Single by the Prodigy

from the album Invaders Must Die
- Released: 26 November 2008
- Recorded: New York City
- Genre: New rave
- Length: 4:55 (album version) 3:25 (radio edit)
- Label: Take Me to the Hospital
- Songwriters: Liam Howlett, Nick Halkes
- Producer: Liam Howlett

The Prodigy singles chronology
| "Voodoo People/Out of Space" (2005) | "Invaders Must Die" (2008) | "Omen" (2009) |

Music video
- "Invaders Must Die" on YouTube

= Invaders Must Die (song) =

2008 song by the Prodigy

"Invaders Must Die" is the eighteenth single released by British electronic band the Prodigy. It was released from the band's website as a free digital download on 26 November 2008. It was the first single from the album Invaders Must Die. The download was announced on 24 November, in a newsletter sent to fans, and first aired on Zane Lowe's Radio 1 show as his 'Hottest Record in the World' on 26 November. The song was co-produced by Does It Offend You, Yeah?'s James Rushent. Liam Howlett described this to the Dubai edition of Time Out as: "a very abrasive-sounding electronic track, kind of different to anything we've done before." Although not being a commercial single, the track charted at No. 49 on the UK Singles Chart on 1 March 2009, whilst the Chase & Status remix reached No. 53 on the Australian ARIA singles chart and No. 7 on the ARIA dance chart. On 30 November 2009, the re-amped version by Howlett was released as an EP with the B-side "Mescaline" and remixes of "Thunder".

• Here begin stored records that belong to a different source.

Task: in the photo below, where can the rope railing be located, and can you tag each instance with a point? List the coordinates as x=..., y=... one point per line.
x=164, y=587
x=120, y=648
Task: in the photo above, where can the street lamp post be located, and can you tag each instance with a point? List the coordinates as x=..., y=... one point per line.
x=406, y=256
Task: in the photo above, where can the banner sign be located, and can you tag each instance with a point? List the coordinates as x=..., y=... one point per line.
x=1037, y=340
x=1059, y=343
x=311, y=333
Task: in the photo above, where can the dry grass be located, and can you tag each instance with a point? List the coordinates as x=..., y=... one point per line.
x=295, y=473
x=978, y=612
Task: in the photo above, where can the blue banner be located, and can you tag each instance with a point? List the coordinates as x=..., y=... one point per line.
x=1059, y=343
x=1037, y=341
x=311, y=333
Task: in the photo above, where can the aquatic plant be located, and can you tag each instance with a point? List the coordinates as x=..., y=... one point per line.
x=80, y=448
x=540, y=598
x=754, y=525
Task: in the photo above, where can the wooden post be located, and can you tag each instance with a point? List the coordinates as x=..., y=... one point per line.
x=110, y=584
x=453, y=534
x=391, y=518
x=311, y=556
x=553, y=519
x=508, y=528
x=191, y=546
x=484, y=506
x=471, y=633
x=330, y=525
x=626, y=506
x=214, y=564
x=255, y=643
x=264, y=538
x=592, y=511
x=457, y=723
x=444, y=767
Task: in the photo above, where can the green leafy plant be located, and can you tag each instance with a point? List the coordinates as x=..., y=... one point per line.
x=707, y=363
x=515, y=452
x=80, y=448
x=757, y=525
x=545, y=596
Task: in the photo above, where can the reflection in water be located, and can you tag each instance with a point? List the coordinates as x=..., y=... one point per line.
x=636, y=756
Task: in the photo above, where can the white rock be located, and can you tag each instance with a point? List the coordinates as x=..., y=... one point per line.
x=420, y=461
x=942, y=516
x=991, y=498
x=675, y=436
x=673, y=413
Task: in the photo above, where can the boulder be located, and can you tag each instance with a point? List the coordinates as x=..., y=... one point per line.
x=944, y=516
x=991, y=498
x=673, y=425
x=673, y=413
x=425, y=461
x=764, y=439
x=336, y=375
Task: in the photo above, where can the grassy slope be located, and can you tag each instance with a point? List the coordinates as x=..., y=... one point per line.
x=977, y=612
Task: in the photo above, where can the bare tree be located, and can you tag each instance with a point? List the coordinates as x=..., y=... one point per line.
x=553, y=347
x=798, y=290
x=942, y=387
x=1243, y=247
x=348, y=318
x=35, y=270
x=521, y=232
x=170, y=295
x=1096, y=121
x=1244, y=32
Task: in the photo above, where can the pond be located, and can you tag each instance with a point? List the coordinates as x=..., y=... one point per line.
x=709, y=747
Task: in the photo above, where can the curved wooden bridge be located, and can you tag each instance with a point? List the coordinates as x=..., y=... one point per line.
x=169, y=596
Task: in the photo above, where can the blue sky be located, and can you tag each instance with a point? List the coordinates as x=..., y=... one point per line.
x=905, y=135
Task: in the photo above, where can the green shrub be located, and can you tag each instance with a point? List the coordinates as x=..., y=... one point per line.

James Rushent co-produced parts of the song on a laptop while on tour with his band, same with "Omen". He said he would work on the song early in the morning and e-mail it to Liam Howlett.

==Music video==
The music video features Noel Clarke walking around the British countryside and encountering or creating the Prodigy's "ant" logo. Among other places, he walks past the acoustic mirrors at Denge and at the end he is standing on one of the Maunsell Forts in the Thames Estuary. For a few seconds, the band can be seen in the video.

==Invaders EP==

On 30 November 2009, "Invaders" was released as an EP on CD and limited edition green transparent 7" vinyl. The EP is classed as a single from the Invaders Must Die special edition with 3 bonus tracks and a remix CD, a DVD of the music videos to Invaders Must Die and a 48-page booklet. The Invaders Must Die special edition was released on 3 November 2009.

===Track listings===
CD single
1. "Invaders Must Die" (Liam H re-amped version) – 2:56
2. "Mescaline" – 4:58
3. "Thunder" (Arveene & Misk's Storm-Warning remix) – 5:27
4. "Invaders Must Die" (Proxy remix) – 4:03

Limited edition green transparent 7" vinyl
1. "Invaders Must Die" (Liam H re-amped version) – 2:56
2. "Thunder" (Doorly remix) – 4:21

==Personnel==
===The Prodigy===
- Liam Howlett – keyboards, producer, programming

===Additional musicians===
- James Rushent – co-producer

== Charts ==

Chart performance of "Invaders Must Die"
| Chart (2009) | Peak position |
|---|---|
| Australia (ARIA) Chase & Status mix | 58 |
| UK Singles (Official Charts) | 49 |

== Awards ==

| Region | Certification | Certified units/sales |
| United Kingdom (BPI) | Silver | 60,000^{‡} |
^{‡} Sales+streaming figures based on certification alone.